When an engine is made smaller they can often do the opposite remove the first low pressure compressor stage to reduce the core size. You can see this on the E-175 and MRJ geared turbofans.
RRUltrafan wrote:What determines the capability of the amount an engine can grow and be developed without changing the design?
Matt6461 wrote:[sits down, waits for Lightsaber's reply. Has a thought based on engine trends but it's really more a question to Lightsaber - am I thinking in the right direction?]
- (1)that max core efficiency is dictated by max temperature
- (2) given that an engine family can have a broad range of thrust levels that broadly correlates with increases to OPR
- (3)given that the highest-rated members of engine families, all else being equal, tend to have slightly lower SFC (TXWB-97 is an exception, but not all else is equal there)
...given these trends I notice, it appears that the highest growth models within an engine family pay an SFC price for their higher T/W. OPR doesn't add fuel efficiency past some point unless max temp rises with it, it just gets more work from the engine (while spinning the fan faster - lower propulsive efficiency).
If I'm right about that, then there's some crossover point where the benefits of uprating:
(1) lower engine weight for given thrust
(2) lower engine nacelle drag for given thrust
(3) lower engine acquisition cost for cheaper-to-develop derivative versus lower-SFC but more expensive optimized engine
(4) shorter MLG and/or ability to fit underwing
...where these benefits of up-rating are outweighed by:
(1) lower SFC
(2) higher maintenance cost and on-wing time for highly-stressed up-rated model.

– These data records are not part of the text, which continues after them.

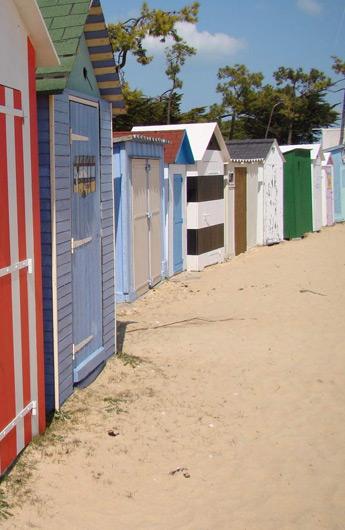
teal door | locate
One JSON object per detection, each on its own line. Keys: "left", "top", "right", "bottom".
{"left": 70, "top": 100, "right": 103, "bottom": 384}
{"left": 173, "top": 174, "right": 183, "bottom": 273}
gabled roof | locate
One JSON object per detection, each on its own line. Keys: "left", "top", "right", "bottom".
{"left": 133, "top": 130, "right": 194, "bottom": 164}
{"left": 281, "top": 143, "right": 323, "bottom": 161}
{"left": 13, "top": 0, "right": 59, "bottom": 67}
{"left": 132, "top": 123, "right": 230, "bottom": 162}
{"left": 36, "top": 0, "right": 125, "bottom": 115}
{"left": 226, "top": 139, "right": 276, "bottom": 162}
{"left": 113, "top": 131, "right": 167, "bottom": 145}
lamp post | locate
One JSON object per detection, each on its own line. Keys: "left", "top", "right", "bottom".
{"left": 265, "top": 101, "right": 283, "bottom": 139}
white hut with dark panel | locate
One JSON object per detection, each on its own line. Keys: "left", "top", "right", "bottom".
{"left": 133, "top": 123, "right": 230, "bottom": 271}
{"left": 225, "top": 139, "right": 284, "bottom": 257}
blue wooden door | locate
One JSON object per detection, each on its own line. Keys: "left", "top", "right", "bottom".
{"left": 173, "top": 174, "right": 183, "bottom": 273}
{"left": 70, "top": 100, "right": 103, "bottom": 383}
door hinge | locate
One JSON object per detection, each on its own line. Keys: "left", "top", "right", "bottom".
{"left": 0, "top": 401, "right": 36, "bottom": 442}
{"left": 0, "top": 258, "right": 32, "bottom": 278}
{"left": 72, "top": 335, "right": 94, "bottom": 360}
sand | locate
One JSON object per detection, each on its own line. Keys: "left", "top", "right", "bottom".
{"left": 1, "top": 224, "right": 345, "bottom": 530}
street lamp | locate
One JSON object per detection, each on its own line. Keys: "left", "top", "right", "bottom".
{"left": 265, "top": 101, "right": 283, "bottom": 139}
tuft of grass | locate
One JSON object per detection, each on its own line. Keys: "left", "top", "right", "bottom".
{"left": 117, "top": 351, "right": 143, "bottom": 369}
{"left": 0, "top": 489, "right": 12, "bottom": 520}
{"left": 53, "top": 409, "right": 72, "bottom": 422}
{"left": 103, "top": 392, "right": 132, "bottom": 414}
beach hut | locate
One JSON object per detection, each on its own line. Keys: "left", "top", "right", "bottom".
{"left": 113, "top": 133, "right": 165, "bottom": 302}
{"left": 225, "top": 139, "right": 284, "bottom": 257}
{"left": 282, "top": 144, "right": 323, "bottom": 232}
{"left": 326, "top": 145, "right": 345, "bottom": 222}
{"left": 280, "top": 147, "right": 313, "bottom": 239}
{"left": 321, "top": 152, "right": 335, "bottom": 226}
{"left": 36, "top": 0, "right": 125, "bottom": 412}
{"left": 133, "top": 130, "right": 195, "bottom": 277}
{"left": 0, "top": 0, "right": 58, "bottom": 475}
{"left": 133, "top": 123, "right": 230, "bottom": 272}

The range of up-rating within a family seems to settle around ~33% difference between most- and least-powerful family members (CFM LEAP, for example, spans 24k thrust to 32k).
That might be totally wrong - engines are mostly a black box to me at this point. Hopefully Lightsaber will correct where necessary or just tell everyone to skip this reply.
Engines are always designed for 15% of growth.
Lightsaber wrote:You did an excellent job.
Lightsaber wrote:See... We have other engine experts.
Lightsaber wrote:Limits come in multiple areas, but can be bypassed by minor aerodynamic changes such as enlarging the low compressor to give more air to burn at the same temperature with minor changes. This does reduce bypass ratio and hurts TSFC.
Lightsaber wrote:But then technology marches on. CMC PIPs will increase the LEAP and PW1100G allowed thrust. However, this will probably be for hot/high thrust.
As PIPs roll in, the higher thrust engines benefit more. Thus shrinks stop selling as the cost per flight difference shrinks.
But then technology marches on. CMC PIPs will increase the LEAP and PW1100G allowed thrust. However, this will probably be for hot/high thrust.